An archaeological team excavating the Tuscan port town of Piombino hoping to find the remains of its patron saint has instead uncovered the skeletal remains of two 13th century women of questionable repute. Approximately 25-30 years old at time of death, they were both buried in the bare earth, without a coffin or even a shroud, very much against custom. Archaeologists are working against the clock, though. The cliff side is eroding faster than they can dig. There are bones visibly jutting out, to the delight of many a tourist taking a romantic walk on the beach, but they can’t be removed for fear that the entire promontory will crumble like a Jenga game.
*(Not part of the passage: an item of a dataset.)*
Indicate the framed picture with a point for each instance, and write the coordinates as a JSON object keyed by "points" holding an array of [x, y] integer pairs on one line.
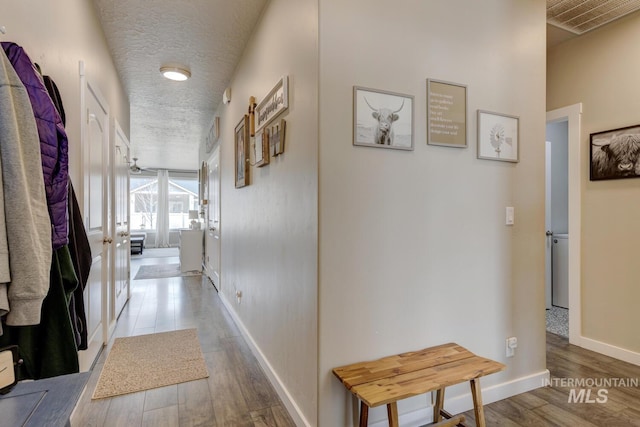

L’Aquila University archaeologist Alfonso Forgione, the dig leader, notes that these burials are unique in his experience. Not only are they strangely bare and contain those odd accouterments, but they are also in consecrated ground. There’s a chapel on the grounds purportedly marking the burial spot of Saint Cerbonius, the sixth century A .D. bishop and patron saint of Piombino. The team was looking for the saint’s burial and for the remains of a medieval cathedral that was once dedicated to him when they found the ladies. If the women were social outcasts, one of them demonic, the other degenerate, neither of them worthy of a decent burial, how come they got to go to their eternal rest in a cathedral cemetery next to a saint?
Forgione speculates that they may have had the advantage of powerful friends and families surviving them who arranged for them to have at least a chance at heaven by ensuring their bodies were placed in consecrated ground.
The excavation will continue through the end of the month. They have already found 350 burials in four eight-by-ten meter (26 by 33 feet) sites on each side of the chapel, and there are strong indications that the cemetery goes on for another 65 feet inland and another 33 feet or so towards the sea. Such a large, well-populated cemetery indicates that little Piombino, he only known Etruscan port city, remained a thriving town through the Middle Ages.